強さと軽さの一閑張り行李

竹素地


一閑張行李は竹編みの素地に土佐和紙を貼って最後に柿渋で仕上げた昔ながらの技法で作られちゅう行李ぞね。「行李(こうり)」という言葉自体、もしかしたら若い人の中にはご存じない方もおられるかも知れませんけんど、行李はプラスチックなどの無かった、一昔前に衣類や書類などの収納箱として使われよったものながです。


半舁(はんがい)などとも呼ばれる事があったそうですけんど、一番、一般的やったものは、やっぱり柳行李ですろうか。細い柳をビッシリと編み込まれちょりまして小さい頃、納屋にあった行李の上にのって遊んだ覚えもありますが、自然な硬さがあり、ミシミシと音はするものの、まっこと丈夫で子供がのったくらいではビクともしないものやったです。

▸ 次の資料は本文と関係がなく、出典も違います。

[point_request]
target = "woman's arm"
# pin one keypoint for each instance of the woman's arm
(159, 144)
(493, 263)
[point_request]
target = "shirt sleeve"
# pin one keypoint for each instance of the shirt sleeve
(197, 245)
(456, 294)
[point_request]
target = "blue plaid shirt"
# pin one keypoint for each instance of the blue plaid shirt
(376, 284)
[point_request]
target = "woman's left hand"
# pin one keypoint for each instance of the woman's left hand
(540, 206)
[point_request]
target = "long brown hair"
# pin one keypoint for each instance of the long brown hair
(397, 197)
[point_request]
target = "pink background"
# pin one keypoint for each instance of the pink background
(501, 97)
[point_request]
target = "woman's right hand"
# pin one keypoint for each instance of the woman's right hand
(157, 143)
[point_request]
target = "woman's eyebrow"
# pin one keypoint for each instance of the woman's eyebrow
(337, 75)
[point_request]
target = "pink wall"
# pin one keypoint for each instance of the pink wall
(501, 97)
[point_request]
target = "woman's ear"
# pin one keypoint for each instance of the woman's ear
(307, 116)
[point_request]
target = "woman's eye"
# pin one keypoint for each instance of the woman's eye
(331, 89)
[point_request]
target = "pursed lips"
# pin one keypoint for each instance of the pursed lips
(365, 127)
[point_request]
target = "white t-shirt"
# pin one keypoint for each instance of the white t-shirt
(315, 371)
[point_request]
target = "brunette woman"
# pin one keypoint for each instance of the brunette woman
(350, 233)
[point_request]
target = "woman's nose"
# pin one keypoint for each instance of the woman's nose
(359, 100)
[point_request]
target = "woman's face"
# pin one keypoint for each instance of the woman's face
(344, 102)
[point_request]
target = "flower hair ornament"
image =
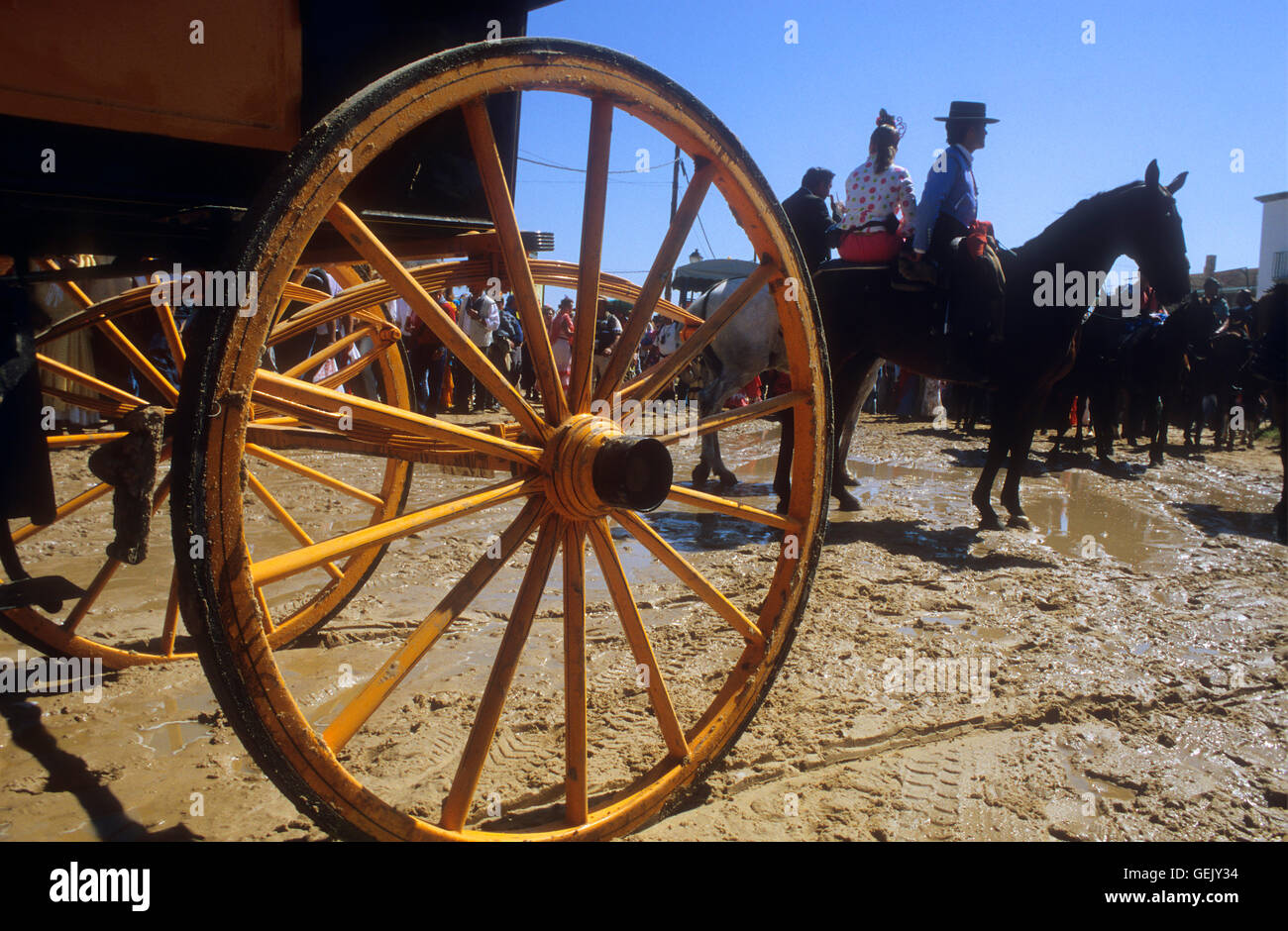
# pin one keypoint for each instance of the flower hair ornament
(894, 123)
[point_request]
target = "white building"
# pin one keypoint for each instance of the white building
(1273, 266)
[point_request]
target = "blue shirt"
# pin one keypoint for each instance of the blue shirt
(951, 191)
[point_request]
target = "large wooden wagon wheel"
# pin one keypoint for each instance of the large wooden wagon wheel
(527, 703)
(129, 614)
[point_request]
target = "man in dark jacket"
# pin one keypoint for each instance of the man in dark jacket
(810, 214)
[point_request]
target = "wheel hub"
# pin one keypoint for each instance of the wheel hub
(593, 467)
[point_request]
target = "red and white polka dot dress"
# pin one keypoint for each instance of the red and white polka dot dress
(871, 196)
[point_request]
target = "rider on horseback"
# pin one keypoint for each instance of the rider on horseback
(872, 193)
(947, 213)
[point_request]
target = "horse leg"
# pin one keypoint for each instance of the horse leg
(709, 399)
(850, 423)
(1159, 443)
(1020, 445)
(709, 451)
(999, 437)
(846, 386)
(784, 471)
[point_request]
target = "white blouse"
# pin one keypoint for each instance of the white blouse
(872, 196)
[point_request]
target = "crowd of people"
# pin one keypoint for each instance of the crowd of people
(445, 384)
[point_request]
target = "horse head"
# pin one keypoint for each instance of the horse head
(1154, 239)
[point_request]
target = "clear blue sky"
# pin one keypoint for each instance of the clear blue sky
(1184, 82)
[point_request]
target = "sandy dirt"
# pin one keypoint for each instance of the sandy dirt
(1122, 670)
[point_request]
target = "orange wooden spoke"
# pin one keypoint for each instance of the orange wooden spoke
(575, 674)
(515, 257)
(357, 301)
(104, 574)
(734, 509)
(110, 408)
(458, 803)
(307, 557)
(344, 274)
(673, 561)
(321, 478)
(286, 520)
(661, 374)
(434, 317)
(381, 417)
(95, 587)
(140, 361)
(63, 510)
(165, 317)
(638, 638)
(329, 352)
(265, 614)
(591, 252)
(73, 441)
(737, 415)
(657, 277)
(89, 381)
(171, 617)
(351, 371)
(364, 704)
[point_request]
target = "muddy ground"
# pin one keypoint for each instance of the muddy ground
(1125, 672)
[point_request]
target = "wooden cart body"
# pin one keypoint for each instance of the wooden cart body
(146, 130)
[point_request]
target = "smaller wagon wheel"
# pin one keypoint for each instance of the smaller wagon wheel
(529, 702)
(141, 359)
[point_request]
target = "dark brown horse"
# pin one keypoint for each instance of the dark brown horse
(866, 318)
(1157, 362)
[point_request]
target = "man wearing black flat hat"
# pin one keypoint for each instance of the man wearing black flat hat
(948, 209)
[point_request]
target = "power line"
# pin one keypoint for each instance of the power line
(711, 252)
(570, 167)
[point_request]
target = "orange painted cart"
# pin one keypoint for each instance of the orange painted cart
(523, 699)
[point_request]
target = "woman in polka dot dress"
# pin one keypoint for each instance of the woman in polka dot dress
(874, 192)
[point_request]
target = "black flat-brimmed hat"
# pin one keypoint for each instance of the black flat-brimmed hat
(966, 110)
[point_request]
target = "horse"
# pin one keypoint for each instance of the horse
(866, 318)
(1157, 362)
(1096, 377)
(1220, 373)
(737, 356)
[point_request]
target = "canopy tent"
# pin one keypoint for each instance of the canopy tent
(698, 275)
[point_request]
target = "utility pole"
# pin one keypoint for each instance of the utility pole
(675, 188)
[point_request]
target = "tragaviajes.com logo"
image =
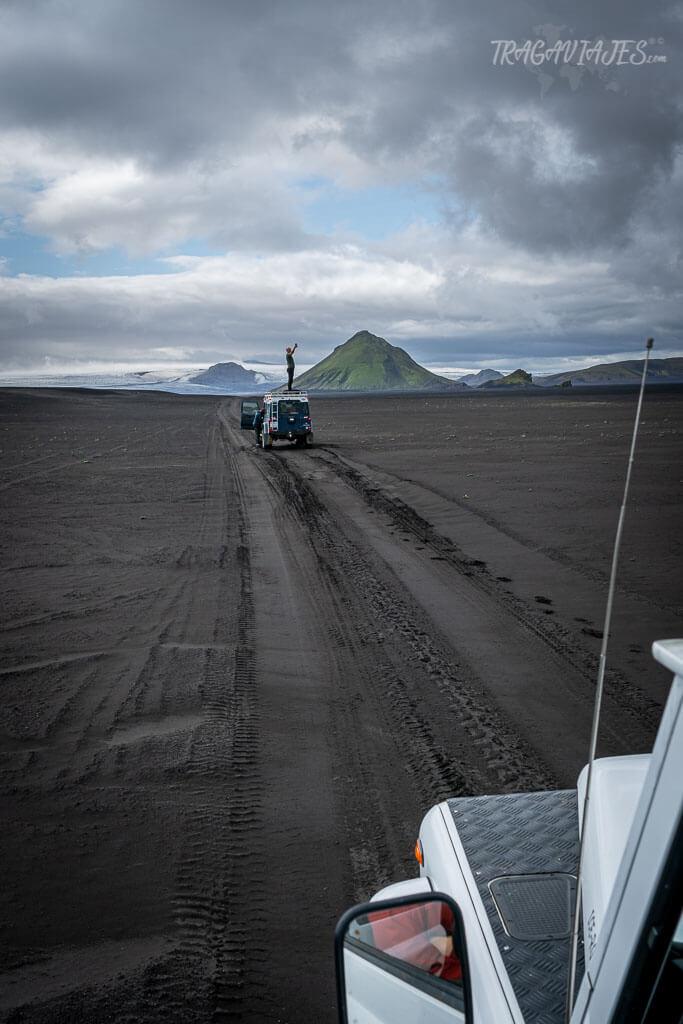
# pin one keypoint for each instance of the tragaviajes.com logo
(580, 52)
(551, 56)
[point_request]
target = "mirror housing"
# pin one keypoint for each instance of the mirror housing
(402, 958)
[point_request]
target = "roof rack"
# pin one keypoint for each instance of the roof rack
(285, 394)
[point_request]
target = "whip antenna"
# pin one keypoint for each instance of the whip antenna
(598, 693)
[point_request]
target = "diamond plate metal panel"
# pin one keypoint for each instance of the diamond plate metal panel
(517, 835)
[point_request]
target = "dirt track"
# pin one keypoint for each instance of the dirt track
(233, 681)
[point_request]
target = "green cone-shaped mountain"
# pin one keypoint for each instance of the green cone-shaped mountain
(367, 363)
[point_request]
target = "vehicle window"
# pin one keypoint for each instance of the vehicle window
(293, 407)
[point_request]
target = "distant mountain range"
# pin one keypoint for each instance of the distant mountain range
(230, 375)
(518, 378)
(628, 372)
(367, 363)
(477, 380)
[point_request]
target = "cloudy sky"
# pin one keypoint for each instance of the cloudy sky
(483, 182)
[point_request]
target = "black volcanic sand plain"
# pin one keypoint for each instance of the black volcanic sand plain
(233, 681)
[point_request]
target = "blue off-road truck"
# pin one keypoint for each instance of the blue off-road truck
(284, 416)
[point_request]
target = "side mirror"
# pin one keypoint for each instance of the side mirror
(402, 960)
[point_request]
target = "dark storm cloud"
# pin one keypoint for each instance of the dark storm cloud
(140, 125)
(168, 82)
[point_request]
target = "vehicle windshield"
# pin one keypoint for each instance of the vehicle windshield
(293, 406)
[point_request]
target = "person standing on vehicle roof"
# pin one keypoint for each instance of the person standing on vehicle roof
(290, 365)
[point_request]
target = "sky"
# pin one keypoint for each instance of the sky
(482, 182)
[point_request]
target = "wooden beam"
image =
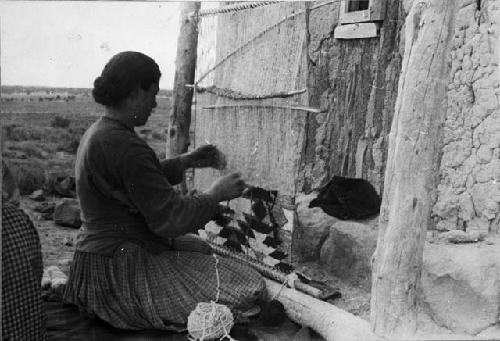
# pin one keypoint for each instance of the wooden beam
(221, 106)
(356, 31)
(412, 168)
(182, 97)
(332, 323)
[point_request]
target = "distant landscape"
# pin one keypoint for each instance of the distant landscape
(42, 127)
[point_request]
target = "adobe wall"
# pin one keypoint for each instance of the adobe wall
(469, 190)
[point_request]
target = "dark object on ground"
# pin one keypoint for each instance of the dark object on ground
(348, 198)
(37, 195)
(67, 213)
(241, 333)
(273, 313)
(45, 207)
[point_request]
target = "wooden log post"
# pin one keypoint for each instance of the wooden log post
(185, 67)
(412, 167)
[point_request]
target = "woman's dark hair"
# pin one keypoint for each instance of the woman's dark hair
(122, 74)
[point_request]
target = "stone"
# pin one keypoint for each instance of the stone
(311, 229)
(455, 153)
(60, 182)
(37, 195)
(460, 285)
(44, 207)
(348, 250)
(66, 187)
(491, 209)
(67, 213)
(466, 207)
(479, 224)
(67, 241)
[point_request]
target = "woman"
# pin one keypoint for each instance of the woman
(23, 316)
(134, 267)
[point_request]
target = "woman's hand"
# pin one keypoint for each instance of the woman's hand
(207, 156)
(191, 243)
(227, 187)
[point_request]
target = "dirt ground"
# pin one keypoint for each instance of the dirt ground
(58, 247)
(37, 140)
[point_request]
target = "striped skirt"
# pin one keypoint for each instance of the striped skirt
(138, 290)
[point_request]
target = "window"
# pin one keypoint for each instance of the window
(357, 5)
(355, 11)
(359, 19)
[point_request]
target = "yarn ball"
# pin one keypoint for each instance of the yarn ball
(209, 321)
(273, 313)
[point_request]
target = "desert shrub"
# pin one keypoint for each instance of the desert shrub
(60, 122)
(30, 149)
(14, 132)
(70, 147)
(29, 174)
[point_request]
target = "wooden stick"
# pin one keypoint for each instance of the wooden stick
(237, 95)
(332, 323)
(307, 109)
(265, 269)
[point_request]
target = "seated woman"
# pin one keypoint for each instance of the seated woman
(133, 266)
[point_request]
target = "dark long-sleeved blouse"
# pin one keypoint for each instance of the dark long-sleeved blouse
(126, 193)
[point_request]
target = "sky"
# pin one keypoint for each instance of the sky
(66, 44)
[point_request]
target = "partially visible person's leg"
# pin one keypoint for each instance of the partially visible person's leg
(23, 317)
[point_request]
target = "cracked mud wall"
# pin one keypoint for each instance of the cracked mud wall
(469, 190)
(355, 83)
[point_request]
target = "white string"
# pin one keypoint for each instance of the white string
(217, 294)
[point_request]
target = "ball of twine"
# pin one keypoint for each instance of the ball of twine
(209, 321)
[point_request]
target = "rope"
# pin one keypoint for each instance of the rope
(232, 8)
(257, 36)
(237, 95)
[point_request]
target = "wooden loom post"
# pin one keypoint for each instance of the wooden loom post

一閑張りの行李は、そこまでの強度や堅牢さがありませんので、実際の持ち運びの利便性には劣りますものの、軽く、丈夫な衣装箱として、ご家庭で活躍してきた秘密は和紙貼りの下の竹編みながです。しなり、粘りのある竹だからこそ比較的薄く、そして少し間隔を空けた四つ目編みにする事ができます。十二分な強度を保ちながら、お母さん方でも扱いやすい軽さも実現しちゅうがと思うがです。


それにしても、竹、和紙、柿渋...地産地消ではありませんが昔から日本にある素材の連携プレーと言いますか「チーム日本」でスクラムを組んで一つの形になった一閑張り行李。その姿も懐かしさではなく新しさを感じる出来映えぜよ。